Однако этим отысканием нитей, которые связывают художника с его предтечами и его ближайшими преемниками, задачи историка не исчерпываются. Дело в том, что, раз возникнув на определенном историческом фоне, новый художественный мир не умирает. Он живет не только в своем непосредственном потомстве. Уходя в далекое прошлое, окутываясь его туманами в разных частях, он все же блещет, как чудесный мираж, тем, кто поворачивается в его сторону, их покоряет и в их творчестве преломленно отражается. Исследование этих изменчивых теней, которые отбрасывает на новые эстетические объекты далекий по времени художник, не должно быть пренебрежено историком стилей.
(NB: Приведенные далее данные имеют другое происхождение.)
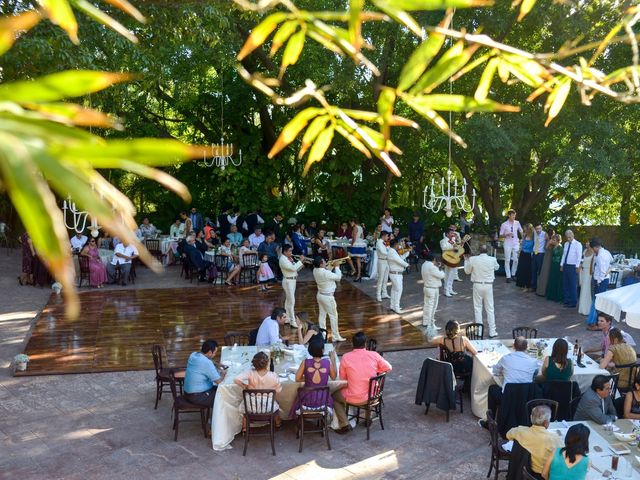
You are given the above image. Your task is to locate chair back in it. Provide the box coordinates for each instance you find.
[498,382,541,437]
[243,389,277,421]
[609,270,620,288]
[609,372,620,398]
[486,411,504,457]
[541,381,580,421]
[512,326,538,339]
[242,253,259,268]
[146,238,161,255]
[151,344,164,374]
[526,399,559,423]
[367,372,387,408]
[464,323,484,340]
[521,466,539,480]
[318,328,328,343]
[248,328,259,346]
[78,255,90,274]
[366,338,378,352]
[224,332,250,346]
[296,386,330,415]
[568,395,582,421]
[214,254,229,271]
[614,361,640,395]
[168,370,180,402]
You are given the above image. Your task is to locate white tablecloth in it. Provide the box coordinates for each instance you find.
[549,420,640,478]
[469,338,609,418]
[211,344,345,451]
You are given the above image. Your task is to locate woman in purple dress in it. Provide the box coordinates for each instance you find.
[81,237,108,288]
[18,231,35,285]
[290,343,337,416]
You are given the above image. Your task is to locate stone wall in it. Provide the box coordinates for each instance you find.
[569,225,640,255]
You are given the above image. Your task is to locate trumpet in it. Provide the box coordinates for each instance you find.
[397,247,413,255]
[326,257,350,269]
[292,255,314,264]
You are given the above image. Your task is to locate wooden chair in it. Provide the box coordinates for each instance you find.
[526,399,559,422]
[168,371,209,441]
[366,338,378,352]
[151,344,184,409]
[295,386,332,452]
[318,328,328,343]
[465,323,484,340]
[512,326,538,339]
[213,254,229,284]
[145,238,166,264]
[568,395,582,421]
[242,389,278,456]
[224,332,250,347]
[438,344,471,398]
[78,255,91,287]
[614,361,640,396]
[240,253,259,285]
[346,372,386,440]
[486,410,510,480]
[609,372,620,399]
[248,328,259,346]
[522,466,539,480]
[609,270,620,288]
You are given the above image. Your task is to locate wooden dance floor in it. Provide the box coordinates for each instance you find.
[19,281,430,376]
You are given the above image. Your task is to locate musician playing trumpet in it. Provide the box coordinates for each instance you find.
[388,239,410,314]
[375,231,391,302]
[313,256,346,342]
[440,229,459,297]
[279,245,304,328]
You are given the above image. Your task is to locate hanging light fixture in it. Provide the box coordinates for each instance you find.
[62,195,102,236]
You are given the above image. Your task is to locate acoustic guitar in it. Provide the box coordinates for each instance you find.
[441,234,471,268]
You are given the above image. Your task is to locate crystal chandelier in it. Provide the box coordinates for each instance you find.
[62,195,101,236]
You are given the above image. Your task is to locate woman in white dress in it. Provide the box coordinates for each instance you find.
[349,218,366,281]
[578,244,594,315]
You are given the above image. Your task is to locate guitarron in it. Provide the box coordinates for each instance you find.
[441,234,471,268]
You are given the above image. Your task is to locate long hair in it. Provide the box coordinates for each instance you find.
[562,424,589,463]
[445,320,460,340]
[551,338,569,369]
[609,327,624,345]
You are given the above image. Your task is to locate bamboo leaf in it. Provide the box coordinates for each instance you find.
[72,0,137,43]
[517,0,537,21]
[0,71,133,102]
[349,0,364,52]
[403,96,467,147]
[270,20,298,57]
[411,41,479,94]
[268,107,321,158]
[501,54,548,87]
[377,87,396,140]
[408,93,520,112]
[335,122,372,158]
[21,102,122,129]
[0,11,42,56]
[237,12,288,60]
[497,58,510,82]
[474,57,498,101]
[37,0,79,43]
[544,77,571,127]
[279,27,306,77]
[101,0,146,23]
[303,125,334,176]
[299,115,330,159]
[385,0,493,10]
[371,0,422,37]
[306,29,343,55]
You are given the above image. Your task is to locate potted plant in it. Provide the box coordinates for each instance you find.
[14,353,29,372]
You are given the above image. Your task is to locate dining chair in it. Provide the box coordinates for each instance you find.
[526,399,559,422]
[168,371,209,441]
[224,331,250,347]
[486,410,510,480]
[295,386,331,452]
[511,326,538,339]
[464,323,484,340]
[240,253,259,285]
[242,389,278,456]
[346,372,387,440]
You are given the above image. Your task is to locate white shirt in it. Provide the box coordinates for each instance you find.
[255,316,280,346]
[593,247,613,283]
[532,231,547,254]
[387,248,409,273]
[561,239,582,267]
[464,253,500,283]
[70,235,87,251]
[227,214,239,226]
[499,220,523,247]
[313,266,342,294]
[440,237,456,252]
[111,244,137,265]
[492,351,538,391]
[375,239,389,260]
[380,215,394,233]
[421,261,445,288]
[248,233,265,248]
[279,255,303,278]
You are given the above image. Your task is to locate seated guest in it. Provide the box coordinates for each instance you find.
[623,372,640,419]
[255,307,287,346]
[434,320,477,375]
[184,339,226,409]
[306,221,318,238]
[80,237,108,288]
[541,423,590,480]
[248,227,265,249]
[106,241,138,285]
[585,312,635,361]
[290,342,337,417]
[139,217,157,238]
[239,239,256,266]
[170,218,185,239]
[311,229,330,260]
[70,232,88,253]
[336,222,351,239]
[486,336,538,419]
[600,327,637,390]
[182,233,211,282]
[332,332,392,434]
[506,405,562,476]
[226,224,243,247]
[234,352,282,428]
[219,238,242,285]
[296,312,324,346]
[574,374,616,424]
[538,338,573,382]
[195,229,212,254]
[257,233,280,280]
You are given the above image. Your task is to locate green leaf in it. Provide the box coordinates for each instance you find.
[501,54,547,87]
[303,125,334,176]
[268,107,321,158]
[377,87,396,140]
[406,94,520,113]
[517,0,538,21]
[280,27,306,77]
[384,0,494,10]
[544,77,571,127]
[0,11,42,56]
[270,20,298,57]
[335,121,372,159]
[21,102,121,129]
[474,57,498,101]
[101,0,146,23]
[38,0,79,43]
[0,114,98,143]
[371,0,421,37]
[299,115,330,159]
[237,12,288,60]
[0,71,133,102]
[349,0,364,51]
[411,41,479,94]
[72,0,137,43]
[403,96,467,147]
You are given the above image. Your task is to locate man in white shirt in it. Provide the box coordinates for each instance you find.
[313,256,346,342]
[248,227,265,249]
[464,245,500,337]
[531,223,547,291]
[279,245,304,328]
[560,230,582,308]
[439,230,459,296]
[590,238,613,294]
[499,209,523,283]
[107,242,139,285]
[387,239,409,314]
[421,253,445,329]
[255,307,287,346]
[70,233,88,252]
[375,231,391,302]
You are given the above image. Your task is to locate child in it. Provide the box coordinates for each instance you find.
[234,352,282,429]
[257,253,274,291]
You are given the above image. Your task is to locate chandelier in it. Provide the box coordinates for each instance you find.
[62,195,101,236]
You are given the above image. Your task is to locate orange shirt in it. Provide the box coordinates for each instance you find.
[339,349,392,404]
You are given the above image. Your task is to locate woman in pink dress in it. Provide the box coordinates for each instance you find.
[81,238,108,288]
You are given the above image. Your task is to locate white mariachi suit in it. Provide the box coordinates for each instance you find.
[439,237,457,295]
[313,266,344,341]
[387,248,409,313]
[279,255,304,327]
[421,260,445,327]
[375,239,390,301]
[464,253,500,337]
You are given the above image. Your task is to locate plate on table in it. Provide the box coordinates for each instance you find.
[609,442,631,455]
[614,432,636,443]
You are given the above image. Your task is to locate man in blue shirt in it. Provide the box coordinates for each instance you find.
[184,340,226,408]
[258,233,281,280]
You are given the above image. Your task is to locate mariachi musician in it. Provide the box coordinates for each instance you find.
[375,231,391,302]
[279,245,304,328]
[440,229,459,297]
[312,256,346,342]
[387,239,410,314]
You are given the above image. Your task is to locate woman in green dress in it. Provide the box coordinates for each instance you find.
[546,234,564,302]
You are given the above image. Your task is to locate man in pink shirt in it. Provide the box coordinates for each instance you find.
[499,209,523,283]
[332,332,392,434]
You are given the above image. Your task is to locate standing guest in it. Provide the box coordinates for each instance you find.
[421,253,445,329]
[219,238,242,285]
[217,207,231,238]
[545,234,564,302]
[464,245,500,337]
[536,228,556,296]
[306,221,318,238]
[312,256,346,342]
[107,241,138,285]
[266,213,285,243]
[180,210,193,236]
[560,230,582,308]
[279,245,304,327]
[349,218,367,282]
[387,239,410,314]
[541,424,590,480]
[336,222,351,239]
[226,224,243,247]
[499,209,523,283]
[332,332,392,434]
[203,218,214,241]
[599,328,637,390]
[380,208,394,234]
[538,338,573,382]
[291,344,337,416]
[18,231,35,286]
[184,340,225,409]
[70,232,88,252]
[590,237,613,294]
[80,238,108,288]
[440,229,459,297]
[408,212,425,257]
[459,211,473,235]
[578,244,595,317]
[434,320,477,374]
[234,352,283,429]
[375,231,391,302]
[255,307,287,346]
[139,217,157,238]
[506,405,562,477]
[257,254,275,291]
[242,209,264,237]
[258,233,281,280]
[226,208,241,230]
[623,372,640,419]
[189,207,204,233]
[531,223,548,291]
[573,375,616,424]
[248,227,265,249]
[516,223,535,290]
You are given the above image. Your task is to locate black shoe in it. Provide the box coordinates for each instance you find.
[478,419,488,430]
[506,278,511,283]
[334,425,352,435]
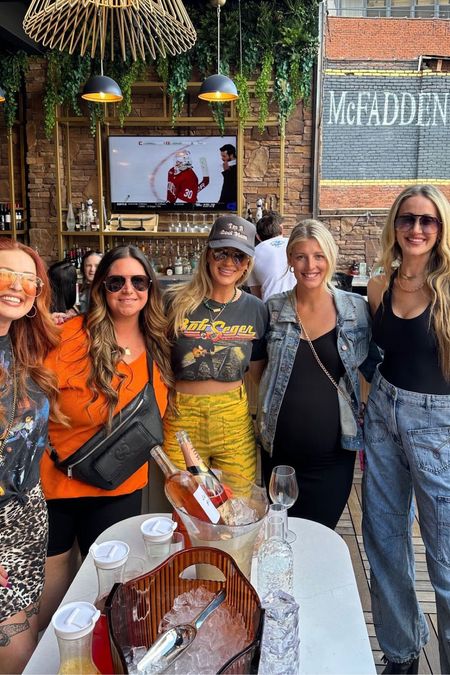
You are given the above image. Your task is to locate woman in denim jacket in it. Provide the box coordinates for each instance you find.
[362,185,450,675]
[258,220,378,529]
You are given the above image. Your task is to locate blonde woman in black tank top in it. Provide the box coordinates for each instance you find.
[362,185,450,675]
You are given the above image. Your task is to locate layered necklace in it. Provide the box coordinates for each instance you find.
[396,266,427,293]
[202,288,237,335]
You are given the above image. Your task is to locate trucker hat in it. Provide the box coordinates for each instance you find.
[208,215,256,257]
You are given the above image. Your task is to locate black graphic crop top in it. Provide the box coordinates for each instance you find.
[0,335,50,505]
[171,292,268,382]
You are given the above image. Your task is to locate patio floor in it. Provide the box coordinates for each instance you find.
[336,467,440,675]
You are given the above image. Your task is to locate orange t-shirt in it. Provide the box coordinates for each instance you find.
[40,316,168,499]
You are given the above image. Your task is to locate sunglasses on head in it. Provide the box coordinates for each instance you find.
[394,214,441,234]
[103,275,151,293]
[0,268,43,297]
[210,248,248,266]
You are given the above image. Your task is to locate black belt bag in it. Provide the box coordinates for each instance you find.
[48,368,163,490]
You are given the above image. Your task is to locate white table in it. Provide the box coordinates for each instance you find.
[24,515,375,675]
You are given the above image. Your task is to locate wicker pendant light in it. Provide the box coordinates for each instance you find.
[23,0,197,62]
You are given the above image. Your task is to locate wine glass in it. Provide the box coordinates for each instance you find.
[269,465,299,543]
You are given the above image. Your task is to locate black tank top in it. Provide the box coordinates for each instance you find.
[372,277,450,394]
[274,328,346,463]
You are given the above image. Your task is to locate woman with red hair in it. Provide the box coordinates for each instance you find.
[0,240,64,674]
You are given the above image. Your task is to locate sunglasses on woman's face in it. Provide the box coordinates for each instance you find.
[394,214,441,234]
[210,248,248,267]
[0,268,43,297]
[103,275,151,293]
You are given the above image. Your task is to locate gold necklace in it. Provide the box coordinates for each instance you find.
[202,288,237,334]
[396,276,426,293]
[399,265,422,281]
[0,348,18,466]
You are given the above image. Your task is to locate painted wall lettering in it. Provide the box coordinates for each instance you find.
[327,90,449,126]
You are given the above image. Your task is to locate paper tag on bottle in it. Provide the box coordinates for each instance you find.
[193,486,220,524]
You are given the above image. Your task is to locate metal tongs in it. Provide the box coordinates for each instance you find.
[136,589,226,673]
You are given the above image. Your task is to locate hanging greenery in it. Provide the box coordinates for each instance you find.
[0,52,28,130]
[166,52,192,125]
[109,58,146,127]
[20,0,317,134]
[43,51,90,138]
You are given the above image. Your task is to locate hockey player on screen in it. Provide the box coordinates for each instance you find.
[166,150,210,204]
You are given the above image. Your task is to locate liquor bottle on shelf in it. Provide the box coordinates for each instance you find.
[4,204,11,231]
[15,203,22,227]
[176,430,230,509]
[86,198,94,229]
[91,210,99,232]
[150,445,224,524]
[0,205,5,232]
[174,243,183,275]
[80,202,87,231]
[66,202,76,232]
[190,241,200,272]
[182,243,191,275]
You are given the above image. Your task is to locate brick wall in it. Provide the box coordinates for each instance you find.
[326,17,450,61]
[318,16,450,266]
[4,58,313,260]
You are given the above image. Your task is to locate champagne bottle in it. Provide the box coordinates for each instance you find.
[175,430,229,508]
[150,445,223,524]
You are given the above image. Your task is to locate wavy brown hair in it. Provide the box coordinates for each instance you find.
[0,239,66,424]
[85,245,173,425]
[379,184,450,380]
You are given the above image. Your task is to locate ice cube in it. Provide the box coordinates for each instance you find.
[219,497,259,525]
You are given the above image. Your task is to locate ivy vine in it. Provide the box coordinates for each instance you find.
[0,52,28,130]
[9,0,318,134]
[43,51,90,138]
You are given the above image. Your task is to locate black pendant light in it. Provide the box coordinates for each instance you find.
[82,72,123,103]
[0,87,5,103]
[81,10,122,103]
[198,0,238,102]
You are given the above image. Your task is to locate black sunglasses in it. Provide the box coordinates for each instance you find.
[394,214,441,234]
[103,275,151,293]
[210,248,248,267]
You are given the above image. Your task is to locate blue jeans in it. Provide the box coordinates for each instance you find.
[362,368,450,672]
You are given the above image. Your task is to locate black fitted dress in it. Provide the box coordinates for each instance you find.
[261,328,355,529]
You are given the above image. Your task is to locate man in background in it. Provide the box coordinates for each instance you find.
[248,211,296,302]
[216,144,237,210]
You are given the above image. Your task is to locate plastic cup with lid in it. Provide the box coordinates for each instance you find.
[89,540,130,610]
[140,516,177,564]
[52,601,101,674]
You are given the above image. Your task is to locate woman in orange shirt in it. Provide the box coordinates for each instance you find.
[39,245,172,628]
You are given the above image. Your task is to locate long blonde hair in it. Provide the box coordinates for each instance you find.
[286,219,338,289]
[380,184,450,380]
[166,244,254,338]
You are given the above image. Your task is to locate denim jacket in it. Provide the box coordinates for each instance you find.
[257,288,381,456]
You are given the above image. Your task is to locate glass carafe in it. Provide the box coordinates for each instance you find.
[52,601,100,675]
[89,540,130,611]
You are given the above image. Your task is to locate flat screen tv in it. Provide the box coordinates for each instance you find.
[108,135,238,212]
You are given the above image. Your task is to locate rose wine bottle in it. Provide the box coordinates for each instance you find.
[175,430,230,508]
[150,445,222,524]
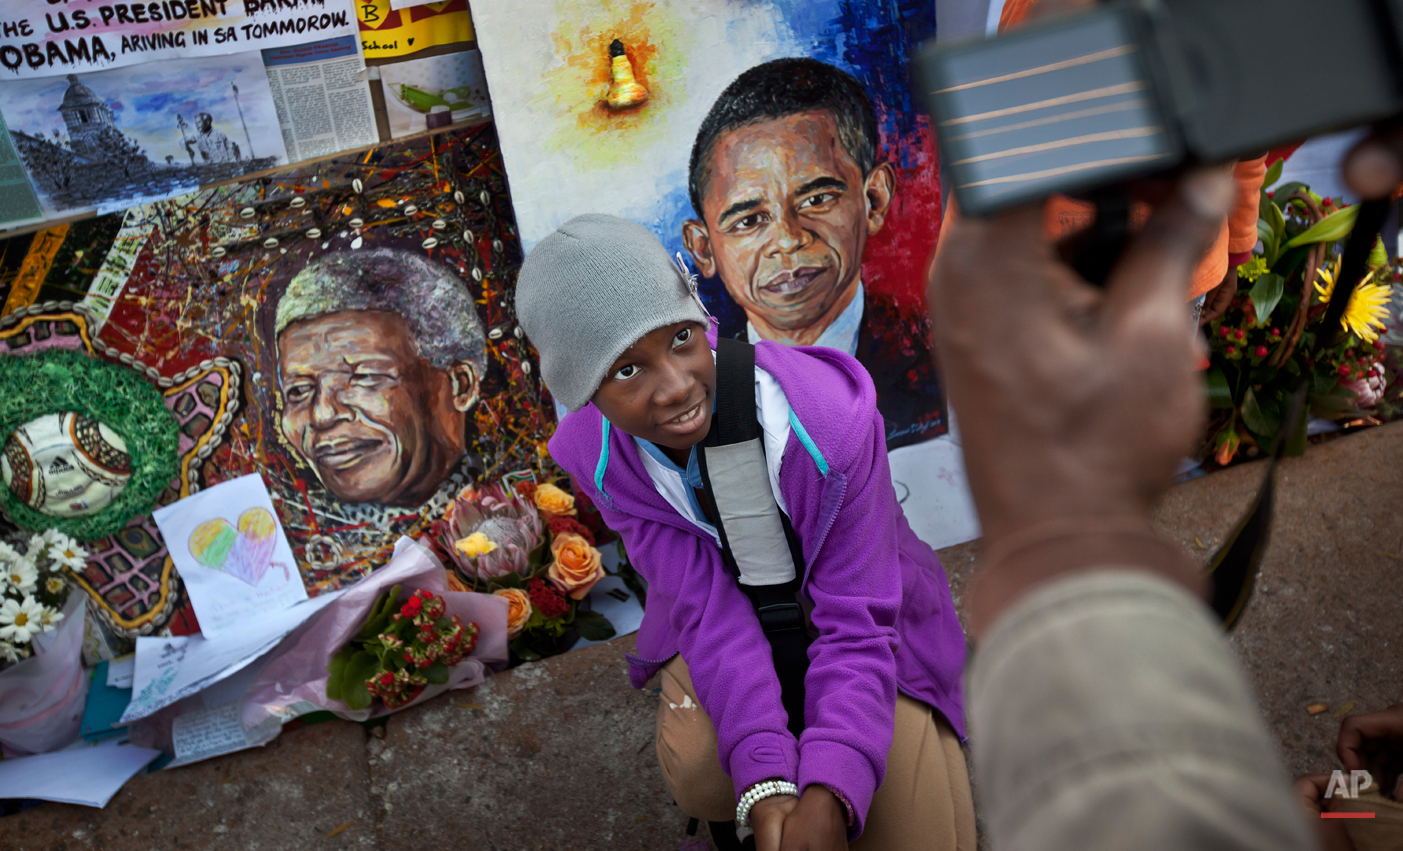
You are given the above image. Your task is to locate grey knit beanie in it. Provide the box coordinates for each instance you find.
[515,214,708,411]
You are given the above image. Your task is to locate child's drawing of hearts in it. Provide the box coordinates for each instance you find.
[189,507,278,586]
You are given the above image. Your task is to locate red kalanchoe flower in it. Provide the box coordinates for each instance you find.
[1339,363,1353,377]
[1254,345,1268,358]
[1219,325,1231,338]
[1226,346,1236,356]
[1234,328,1245,341]
[380,672,394,686]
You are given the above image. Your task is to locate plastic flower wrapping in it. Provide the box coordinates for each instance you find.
[1203,169,1403,467]
[0,531,81,668]
[428,481,616,662]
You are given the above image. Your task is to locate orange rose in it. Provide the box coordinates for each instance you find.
[534,482,577,517]
[494,587,532,638]
[547,532,604,600]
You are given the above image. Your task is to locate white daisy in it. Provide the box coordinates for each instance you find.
[44,575,66,596]
[49,540,88,572]
[0,542,19,565]
[0,639,17,664]
[36,605,62,631]
[39,528,69,550]
[0,596,47,644]
[25,533,45,559]
[3,559,37,594]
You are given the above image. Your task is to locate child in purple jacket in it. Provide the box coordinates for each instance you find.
[515,214,971,851]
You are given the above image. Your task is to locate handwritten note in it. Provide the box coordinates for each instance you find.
[154,474,308,640]
[121,591,340,723]
[169,701,252,767]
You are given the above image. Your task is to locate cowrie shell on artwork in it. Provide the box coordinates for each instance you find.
[432,219,447,230]
[263,237,279,248]
[239,207,256,219]
[210,246,227,258]
[462,229,475,243]
[479,190,490,206]
[471,267,483,281]
[349,218,364,228]
[454,190,465,204]
[492,239,504,253]
[289,196,306,208]
[306,228,322,239]
[522,361,532,375]
[352,178,364,193]
[404,204,418,215]
[422,237,439,250]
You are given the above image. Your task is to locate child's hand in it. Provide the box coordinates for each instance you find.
[752,786,847,851]
[749,793,799,850]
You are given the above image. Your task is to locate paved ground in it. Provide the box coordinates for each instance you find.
[7,423,1401,850]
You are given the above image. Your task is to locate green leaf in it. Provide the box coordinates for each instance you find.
[423,661,450,685]
[509,639,542,662]
[1241,387,1280,438]
[526,529,554,574]
[1262,157,1283,190]
[1284,204,1360,249]
[1205,367,1234,409]
[572,610,616,641]
[1271,181,1307,207]
[325,647,354,701]
[341,650,380,711]
[1367,235,1388,270]
[1248,273,1285,325]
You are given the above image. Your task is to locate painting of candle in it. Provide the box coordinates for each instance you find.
[154,473,308,640]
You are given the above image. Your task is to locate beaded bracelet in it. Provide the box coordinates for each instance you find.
[735,779,800,829]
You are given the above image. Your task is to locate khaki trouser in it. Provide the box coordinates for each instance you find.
[655,656,976,850]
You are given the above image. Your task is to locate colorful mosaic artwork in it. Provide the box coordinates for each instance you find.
[86,124,554,599]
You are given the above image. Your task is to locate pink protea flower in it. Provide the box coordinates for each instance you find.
[437,484,543,583]
[1343,361,1388,408]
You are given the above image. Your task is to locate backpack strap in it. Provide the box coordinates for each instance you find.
[696,337,812,738]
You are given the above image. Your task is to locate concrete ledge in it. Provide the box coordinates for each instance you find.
[8,716,377,851]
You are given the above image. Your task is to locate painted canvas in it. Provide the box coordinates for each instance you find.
[472,1,980,548]
[0,52,287,218]
[0,126,554,646]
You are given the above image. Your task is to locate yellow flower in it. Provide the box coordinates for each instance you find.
[534,483,577,517]
[1237,255,1268,283]
[1314,259,1391,344]
[453,532,498,559]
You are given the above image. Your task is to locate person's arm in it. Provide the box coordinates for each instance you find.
[786,402,904,840]
[926,169,1318,851]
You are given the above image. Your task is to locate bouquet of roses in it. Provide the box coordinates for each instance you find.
[432,482,615,662]
[0,530,83,669]
[326,585,479,710]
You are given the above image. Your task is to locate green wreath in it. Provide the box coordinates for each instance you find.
[0,349,179,542]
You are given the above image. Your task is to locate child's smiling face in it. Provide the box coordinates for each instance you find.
[683,110,893,340]
[591,321,715,462]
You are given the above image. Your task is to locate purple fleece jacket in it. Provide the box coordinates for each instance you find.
[547,329,966,835]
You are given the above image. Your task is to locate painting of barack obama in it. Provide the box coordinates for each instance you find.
[683,58,947,450]
[267,246,488,586]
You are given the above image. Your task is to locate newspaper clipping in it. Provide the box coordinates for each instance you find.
[262,35,376,163]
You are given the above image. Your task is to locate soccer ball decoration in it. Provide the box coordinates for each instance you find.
[1,412,132,518]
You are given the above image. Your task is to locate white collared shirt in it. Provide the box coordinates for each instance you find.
[747,281,864,356]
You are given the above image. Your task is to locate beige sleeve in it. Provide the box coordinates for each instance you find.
[968,571,1318,851]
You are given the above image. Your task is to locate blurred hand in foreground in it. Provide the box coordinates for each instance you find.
[928,170,1235,637]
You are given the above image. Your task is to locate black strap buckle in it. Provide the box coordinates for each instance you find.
[756,602,805,633]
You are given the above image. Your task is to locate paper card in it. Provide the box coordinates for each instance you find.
[120,592,341,724]
[154,473,308,640]
[106,654,135,689]
[167,701,254,768]
[0,745,160,807]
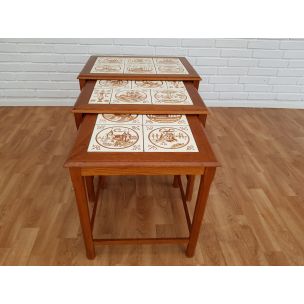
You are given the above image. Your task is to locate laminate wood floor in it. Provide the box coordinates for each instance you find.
[0,107,303,265]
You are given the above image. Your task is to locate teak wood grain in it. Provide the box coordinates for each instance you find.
[1,107,304,265]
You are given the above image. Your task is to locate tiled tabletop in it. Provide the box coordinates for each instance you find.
[88,114,198,153]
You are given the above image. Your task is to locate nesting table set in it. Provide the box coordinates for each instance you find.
[65,56,219,259]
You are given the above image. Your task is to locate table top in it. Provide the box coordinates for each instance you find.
[64,114,219,169]
[73,80,208,115]
[78,56,201,81]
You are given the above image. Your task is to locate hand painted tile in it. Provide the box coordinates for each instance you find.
[143,125,198,152]
[95,80,131,89]
[111,88,152,104]
[132,80,167,89]
[96,57,125,64]
[166,81,186,89]
[126,57,153,64]
[88,124,143,152]
[143,114,188,126]
[96,113,143,125]
[91,64,124,74]
[124,64,156,74]
[155,64,188,74]
[151,88,193,105]
[88,89,112,104]
[153,57,182,65]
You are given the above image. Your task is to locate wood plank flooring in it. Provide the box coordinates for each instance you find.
[0,107,303,265]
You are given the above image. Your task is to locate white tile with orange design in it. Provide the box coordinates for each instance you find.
[96,113,143,125]
[150,88,193,105]
[110,88,152,104]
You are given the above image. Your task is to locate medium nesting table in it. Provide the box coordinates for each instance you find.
[65,114,219,259]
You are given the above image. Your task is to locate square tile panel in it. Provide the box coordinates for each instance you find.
[132,80,167,89]
[96,113,143,125]
[88,89,112,104]
[90,57,189,74]
[150,88,192,105]
[143,125,198,152]
[166,81,185,89]
[110,88,152,104]
[143,114,188,126]
[88,114,198,153]
[88,124,144,152]
[94,80,131,89]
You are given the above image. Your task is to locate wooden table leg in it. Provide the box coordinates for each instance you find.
[186,167,216,257]
[74,113,83,129]
[69,168,96,259]
[173,175,179,188]
[199,114,207,127]
[85,176,96,203]
[186,175,195,201]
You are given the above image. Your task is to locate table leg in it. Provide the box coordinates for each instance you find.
[79,79,86,90]
[69,168,95,259]
[186,167,216,257]
[85,176,96,203]
[173,175,179,188]
[186,175,195,201]
[199,114,207,127]
[74,113,83,129]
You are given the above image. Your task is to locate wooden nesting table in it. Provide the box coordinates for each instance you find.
[65,114,219,259]
[66,55,218,259]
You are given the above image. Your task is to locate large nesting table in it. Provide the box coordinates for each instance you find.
[65,114,219,259]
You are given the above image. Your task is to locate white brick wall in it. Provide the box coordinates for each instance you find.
[0,38,303,108]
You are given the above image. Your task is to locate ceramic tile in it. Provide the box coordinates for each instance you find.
[110,88,152,104]
[155,64,188,74]
[166,81,186,89]
[143,114,188,126]
[95,80,131,89]
[96,113,143,125]
[131,80,167,89]
[91,64,124,74]
[96,57,125,64]
[88,124,143,152]
[124,64,156,74]
[150,88,193,105]
[153,57,182,65]
[88,89,112,104]
[143,125,198,152]
[126,57,153,64]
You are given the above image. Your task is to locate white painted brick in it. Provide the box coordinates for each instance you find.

И среди этого описания ролей оригинального писателя как «вечного спутника» поэтов обнаруживается вторая позиция, на которую может стать исследователь стиля. В тех случаях, когда он изучает формы восприятия известного художественного стиля сменяющимися литературными поколениями, он опознает и открывает науке те стороны «эстетического объекта» (или объектов), которые последовательно — в борьбе художественных принципов — привлекали внимание поэтов. В этих случаях исследователь наблюдает объективные факты взаимоотношений литературных, их реставрируя. И так ему все более и более, все разностороннее открываются не только субъективное созерцание произведений избранного писателя разными художниками, но и непреложно объективные свойства той художественной системы, постичь которую ученый решился. Его восприятие, изощряясь, все тоньше постигает надвременную, чуждую побочных, индивидуально-психических примесей системную сущность стиля избранного творца. Устанавливается как бы непосредственная координация между ученым как исследующим субъектом и «эстетическим объектом», который теперь предстает интеллектуальной интуиции наблюдателя не в ограниченности индивидуально воспринимаемых свойств, а в своей вечной, надындивидуальной сущности. Это второй путь изучения индивидуально-поэтического стиля, чрезвычайно важный для решения общих эстетических проблем. Он свободен от пут исторических условностей. Он приводит к постижению той системы стилистических соотношений в созданиях поэта, к которой односторонне подходили наблюдатели из разных эпох.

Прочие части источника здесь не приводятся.